Green Bayburt Stone (GBS) is a waste material that occurs in the mining of Bayburt stone due to a high rate of rejection. It is used in soil stabilization due to its pozzolanic qualities, which make it good as enduring the destructive freezing and thawing processes (Yilmaz, Kamiloğlu & Şadoğlu 2014). GBS is used in combination with lime for the best results. Another popular type of material used as stabilizers is represented by solid plastic waste and plastic fiber.
These materials are added in mixtures with cement and in bituminous mixtures (Kumari, Sonthwal & Rattan 2016). They help create flexible and well-enduring surfaces that withstand high temperatures and have the excellent load-bearing capacity. Plastic fiber can be employed for the fortification of concrete.
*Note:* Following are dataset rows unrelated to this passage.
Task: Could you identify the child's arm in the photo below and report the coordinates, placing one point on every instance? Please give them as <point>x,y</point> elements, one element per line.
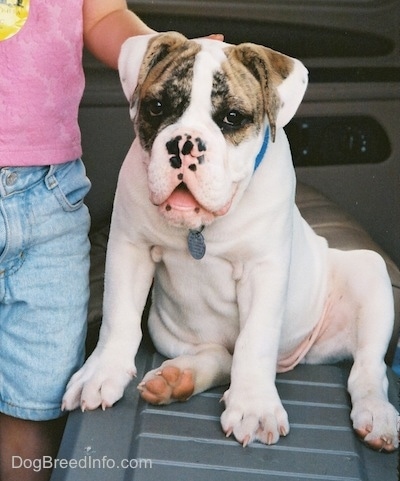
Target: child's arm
<point>106,25</point>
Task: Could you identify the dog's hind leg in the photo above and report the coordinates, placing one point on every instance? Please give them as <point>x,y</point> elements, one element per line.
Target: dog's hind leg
<point>374,418</point>
<point>206,366</point>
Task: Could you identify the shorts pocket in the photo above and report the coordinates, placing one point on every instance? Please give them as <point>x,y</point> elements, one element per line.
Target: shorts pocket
<point>69,184</point>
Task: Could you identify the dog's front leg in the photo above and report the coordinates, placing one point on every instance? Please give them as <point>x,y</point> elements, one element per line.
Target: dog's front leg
<point>253,408</point>
<point>106,373</point>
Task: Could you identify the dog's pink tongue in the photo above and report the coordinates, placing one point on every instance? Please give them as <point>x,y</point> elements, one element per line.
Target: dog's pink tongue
<point>182,199</point>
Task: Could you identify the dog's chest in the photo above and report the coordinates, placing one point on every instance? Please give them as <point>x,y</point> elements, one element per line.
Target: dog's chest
<point>199,295</point>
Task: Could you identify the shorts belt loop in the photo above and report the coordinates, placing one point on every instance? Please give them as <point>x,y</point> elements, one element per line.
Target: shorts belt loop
<point>50,179</point>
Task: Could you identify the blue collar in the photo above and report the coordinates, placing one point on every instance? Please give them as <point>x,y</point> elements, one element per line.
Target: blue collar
<point>263,149</point>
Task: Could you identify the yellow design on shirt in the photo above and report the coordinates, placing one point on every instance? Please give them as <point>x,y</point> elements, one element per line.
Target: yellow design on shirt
<point>13,15</point>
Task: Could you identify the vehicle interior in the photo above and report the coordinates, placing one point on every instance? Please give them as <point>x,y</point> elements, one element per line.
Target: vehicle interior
<point>346,151</point>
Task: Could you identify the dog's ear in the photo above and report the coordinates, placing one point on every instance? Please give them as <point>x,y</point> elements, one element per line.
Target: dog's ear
<point>138,56</point>
<point>283,81</point>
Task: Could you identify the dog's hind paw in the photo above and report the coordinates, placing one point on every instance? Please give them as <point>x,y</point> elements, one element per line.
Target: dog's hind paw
<point>252,421</point>
<point>99,383</point>
<point>376,422</point>
<point>166,385</point>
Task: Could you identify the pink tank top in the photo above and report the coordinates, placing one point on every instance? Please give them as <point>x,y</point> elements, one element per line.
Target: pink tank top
<point>41,85</point>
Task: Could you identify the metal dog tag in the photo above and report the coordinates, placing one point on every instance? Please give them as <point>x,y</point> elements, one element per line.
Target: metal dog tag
<point>196,244</point>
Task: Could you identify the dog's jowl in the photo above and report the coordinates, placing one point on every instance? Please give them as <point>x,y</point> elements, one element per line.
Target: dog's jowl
<point>243,288</point>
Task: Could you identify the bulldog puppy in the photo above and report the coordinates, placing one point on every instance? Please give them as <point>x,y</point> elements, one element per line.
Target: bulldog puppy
<point>243,288</point>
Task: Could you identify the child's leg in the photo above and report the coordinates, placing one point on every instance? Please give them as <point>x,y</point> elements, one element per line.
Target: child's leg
<point>44,264</point>
<point>22,442</point>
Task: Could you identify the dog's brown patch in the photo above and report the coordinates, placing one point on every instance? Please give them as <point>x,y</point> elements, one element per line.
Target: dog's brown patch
<point>269,68</point>
<point>166,78</point>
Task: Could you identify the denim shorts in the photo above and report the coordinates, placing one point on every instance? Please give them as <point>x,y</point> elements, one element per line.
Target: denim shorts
<point>44,285</point>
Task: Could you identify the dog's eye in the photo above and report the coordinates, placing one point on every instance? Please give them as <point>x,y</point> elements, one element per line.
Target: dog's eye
<point>155,108</point>
<point>233,120</point>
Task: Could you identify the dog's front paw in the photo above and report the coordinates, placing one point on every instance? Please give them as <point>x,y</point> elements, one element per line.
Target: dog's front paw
<point>100,382</point>
<point>376,423</point>
<point>166,385</point>
<point>251,419</point>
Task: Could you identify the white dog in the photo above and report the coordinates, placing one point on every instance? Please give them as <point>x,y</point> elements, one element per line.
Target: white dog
<point>243,288</point>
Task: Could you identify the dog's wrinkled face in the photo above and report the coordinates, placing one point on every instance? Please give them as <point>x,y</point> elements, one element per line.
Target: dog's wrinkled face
<point>201,108</point>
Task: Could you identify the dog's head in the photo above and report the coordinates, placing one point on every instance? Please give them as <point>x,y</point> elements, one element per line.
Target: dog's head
<point>201,109</point>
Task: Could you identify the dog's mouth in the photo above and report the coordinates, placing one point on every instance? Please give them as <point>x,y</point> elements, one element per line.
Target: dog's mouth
<point>182,207</point>
<point>182,199</point>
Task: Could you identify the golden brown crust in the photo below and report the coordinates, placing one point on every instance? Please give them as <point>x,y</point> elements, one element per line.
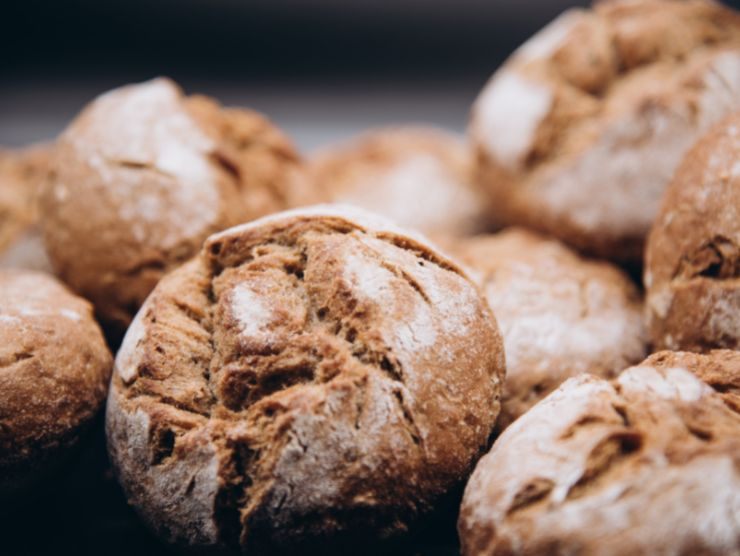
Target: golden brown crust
<point>692,264</point>
<point>22,173</point>
<point>142,176</point>
<point>648,463</point>
<point>581,130</point>
<point>720,369</point>
<point>314,374</point>
<point>560,315</point>
<point>54,371</point>
<point>420,177</point>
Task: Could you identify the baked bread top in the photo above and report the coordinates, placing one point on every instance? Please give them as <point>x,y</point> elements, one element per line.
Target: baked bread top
<point>645,464</point>
<point>420,177</point>
<point>22,173</point>
<point>143,175</point>
<point>54,372</point>
<point>580,131</point>
<point>692,261</point>
<point>560,314</point>
<point>314,374</point>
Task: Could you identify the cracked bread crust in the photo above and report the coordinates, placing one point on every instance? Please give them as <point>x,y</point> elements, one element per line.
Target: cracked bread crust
<point>560,315</point>
<point>22,173</point>
<point>579,133</point>
<point>692,263</point>
<point>143,175</point>
<point>648,463</point>
<point>720,369</point>
<point>420,177</point>
<point>54,373</point>
<point>316,374</point>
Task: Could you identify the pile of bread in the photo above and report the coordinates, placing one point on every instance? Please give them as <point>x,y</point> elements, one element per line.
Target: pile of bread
<point>300,366</point>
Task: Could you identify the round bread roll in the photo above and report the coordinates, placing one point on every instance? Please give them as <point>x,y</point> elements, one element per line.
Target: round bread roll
<point>646,464</point>
<point>143,175</point>
<point>580,131</point>
<point>54,372</point>
<point>22,173</point>
<point>419,177</point>
<point>560,315</point>
<point>692,261</point>
<point>314,375</point>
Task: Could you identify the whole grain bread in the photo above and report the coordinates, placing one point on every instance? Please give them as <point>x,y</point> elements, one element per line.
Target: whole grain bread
<point>692,261</point>
<point>580,131</point>
<point>315,375</point>
<point>22,173</point>
<point>420,177</point>
<point>54,373</point>
<point>143,175</point>
<point>648,463</point>
<point>560,314</point>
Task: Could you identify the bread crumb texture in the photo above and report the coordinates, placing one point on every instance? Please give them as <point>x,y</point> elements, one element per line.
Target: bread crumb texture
<point>311,375</point>
<point>580,131</point>
<point>648,463</point>
<point>692,264</point>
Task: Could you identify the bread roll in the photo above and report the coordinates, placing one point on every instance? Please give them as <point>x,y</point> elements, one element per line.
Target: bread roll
<point>419,177</point>
<point>143,175</point>
<point>560,314</point>
<point>314,376</point>
<point>646,464</point>
<point>692,266</point>
<point>580,131</point>
<point>22,173</point>
<point>54,372</point>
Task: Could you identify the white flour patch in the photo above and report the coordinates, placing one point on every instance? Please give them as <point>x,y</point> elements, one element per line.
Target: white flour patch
<point>253,315</point>
<point>508,114</point>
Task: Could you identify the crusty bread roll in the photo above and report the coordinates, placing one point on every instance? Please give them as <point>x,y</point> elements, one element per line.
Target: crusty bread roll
<point>560,315</point>
<point>692,261</point>
<point>646,464</point>
<point>143,175</point>
<point>22,173</point>
<point>314,375</point>
<point>580,131</point>
<point>420,177</point>
<point>54,372</point>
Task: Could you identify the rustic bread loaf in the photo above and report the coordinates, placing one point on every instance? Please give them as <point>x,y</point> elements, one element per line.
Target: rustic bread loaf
<point>692,261</point>
<point>316,374</point>
<point>648,463</point>
<point>54,372</point>
<point>22,172</point>
<point>420,177</point>
<point>560,315</point>
<point>580,131</point>
<point>143,175</point>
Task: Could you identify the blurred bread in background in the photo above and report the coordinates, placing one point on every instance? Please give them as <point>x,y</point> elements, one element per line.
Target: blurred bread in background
<point>692,269</point>
<point>143,175</point>
<point>580,131</point>
<point>22,172</point>
<point>420,177</point>
<point>560,314</point>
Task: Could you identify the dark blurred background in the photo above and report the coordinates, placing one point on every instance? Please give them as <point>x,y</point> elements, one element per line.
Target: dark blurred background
<point>322,69</point>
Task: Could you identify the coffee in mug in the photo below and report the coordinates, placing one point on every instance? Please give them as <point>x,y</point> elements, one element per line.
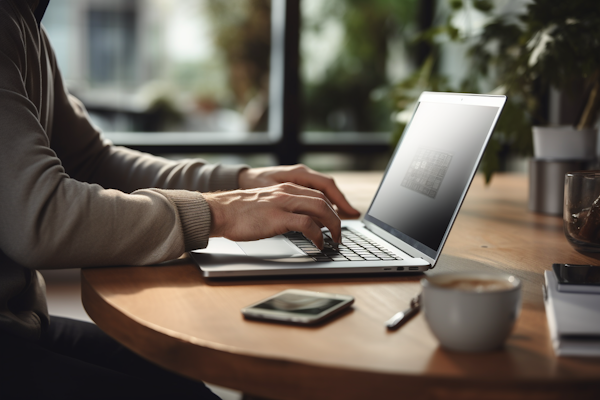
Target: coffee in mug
<point>471,311</point>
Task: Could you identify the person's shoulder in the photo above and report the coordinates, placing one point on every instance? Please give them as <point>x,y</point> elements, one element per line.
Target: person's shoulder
<point>17,24</point>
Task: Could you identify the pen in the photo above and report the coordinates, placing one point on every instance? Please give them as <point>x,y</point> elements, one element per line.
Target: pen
<point>403,316</point>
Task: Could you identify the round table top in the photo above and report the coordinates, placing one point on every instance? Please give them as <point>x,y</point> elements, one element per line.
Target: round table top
<point>172,315</point>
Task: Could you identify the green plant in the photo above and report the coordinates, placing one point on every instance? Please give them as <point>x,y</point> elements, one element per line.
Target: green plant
<point>522,54</point>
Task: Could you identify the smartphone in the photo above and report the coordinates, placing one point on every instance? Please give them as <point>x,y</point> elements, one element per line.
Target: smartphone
<point>577,278</point>
<point>295,306</point>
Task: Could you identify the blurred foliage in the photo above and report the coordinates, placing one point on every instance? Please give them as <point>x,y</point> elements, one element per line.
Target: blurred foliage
<point>552,43</point>
<point>242,31</point>
<point>353,95</point>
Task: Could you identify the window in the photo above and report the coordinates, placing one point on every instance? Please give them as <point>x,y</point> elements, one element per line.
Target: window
<point>236,76</point>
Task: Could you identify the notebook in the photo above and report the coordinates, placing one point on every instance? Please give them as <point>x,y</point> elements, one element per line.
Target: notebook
<point>411,214</point>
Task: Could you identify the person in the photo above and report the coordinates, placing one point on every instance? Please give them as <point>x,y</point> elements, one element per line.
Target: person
<point>68,199</point>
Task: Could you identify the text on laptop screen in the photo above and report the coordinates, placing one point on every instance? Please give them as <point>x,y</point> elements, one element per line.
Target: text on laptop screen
<point>423,186</point>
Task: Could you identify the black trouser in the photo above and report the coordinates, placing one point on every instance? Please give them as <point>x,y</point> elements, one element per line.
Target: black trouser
<point>76,360</point>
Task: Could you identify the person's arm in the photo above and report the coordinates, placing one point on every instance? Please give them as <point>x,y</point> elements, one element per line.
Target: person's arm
<point>48,219</point>
<point>88,158</point>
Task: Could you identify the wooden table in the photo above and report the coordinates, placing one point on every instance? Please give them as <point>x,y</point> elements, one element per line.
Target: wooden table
<point>173,316</point>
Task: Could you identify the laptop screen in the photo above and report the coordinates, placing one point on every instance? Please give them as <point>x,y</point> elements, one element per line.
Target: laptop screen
<point>430,172</point>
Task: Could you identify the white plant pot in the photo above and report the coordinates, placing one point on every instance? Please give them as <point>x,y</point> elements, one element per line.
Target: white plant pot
<point>564,143</point>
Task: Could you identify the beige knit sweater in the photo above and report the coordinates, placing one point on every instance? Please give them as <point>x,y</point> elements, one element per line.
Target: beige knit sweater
<point>67,198</point>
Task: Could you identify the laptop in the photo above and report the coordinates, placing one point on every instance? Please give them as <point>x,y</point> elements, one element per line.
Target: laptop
<point>409,218</point>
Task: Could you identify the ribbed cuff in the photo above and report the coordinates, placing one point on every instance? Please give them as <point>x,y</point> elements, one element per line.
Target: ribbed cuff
<point>225,177</point>
<point>195,217</point>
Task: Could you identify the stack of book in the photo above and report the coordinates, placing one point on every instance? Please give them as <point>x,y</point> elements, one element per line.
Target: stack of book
<point>573,313</point>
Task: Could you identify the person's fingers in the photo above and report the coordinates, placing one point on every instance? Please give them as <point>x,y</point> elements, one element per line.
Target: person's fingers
<point>319,209</point>
<point>305,224</point>
<point>325,184</point>
<point>301,190</point>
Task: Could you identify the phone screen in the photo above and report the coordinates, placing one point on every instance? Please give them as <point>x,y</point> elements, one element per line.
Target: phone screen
<point>298,304</point>
<point>577,274</point>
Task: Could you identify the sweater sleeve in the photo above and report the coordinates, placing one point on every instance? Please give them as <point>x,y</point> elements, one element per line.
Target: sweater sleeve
<point>75,201</point>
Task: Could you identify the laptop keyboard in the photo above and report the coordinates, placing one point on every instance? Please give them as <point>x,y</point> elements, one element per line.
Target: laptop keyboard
<point>355,247</point>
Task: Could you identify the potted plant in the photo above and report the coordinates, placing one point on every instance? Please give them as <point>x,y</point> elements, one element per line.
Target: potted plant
<point>546,45</point>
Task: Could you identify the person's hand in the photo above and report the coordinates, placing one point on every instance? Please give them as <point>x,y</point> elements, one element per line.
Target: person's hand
<point>253,214</point>
<point>301,175</point>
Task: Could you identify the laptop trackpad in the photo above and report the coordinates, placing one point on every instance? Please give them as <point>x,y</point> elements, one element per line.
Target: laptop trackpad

Apart from providing good soil stabilizing properties, plastic waste also helps reuse and recycle a harmful and ubiquitous kind of solid waste that is cheap and easy to access is large quantities.
References
Jaya, D, Ashraf, A, Sunil, & Veena, M 2011, ‘Soil stabilization using raw plastic bottles,’ in Proceedings of Indian Geotechnical Conference, Kochi, pp. 489-492.
Kumari, B, Sonthwal, V & Rattan JS 2016, ‘Soil stabilization by using waste material: a review,’ International Journal of Engineering Science Invention Research & Development, vol. 3, no. 1, pp. 85-90.
Makua, GP 2012, Soil stabilization methods and materials. Web.
Singh, M & Mittal, 2014, ‘A review on the soil stabilization with waste materials,’ International Journal of Engineering Research and Applications, pp. 11-16.
Subbarao, GV, Siddartha, D, Muralikrishna, T, KS, Sailaja, KS & Sowmya, T 2011, ‘Industrial wastes in soil improvement,’ Civil Engineering, vol. 2011, pp. 1-5.
Yilmaz, F, Kamiloğlu, HA & Şadoğlu, E 2014, ‘Soil stabilization with using waste materials against the freezing-thawing effect,’ Acta Physica Polonica, vol. 128, no. 2, pp. 392-394.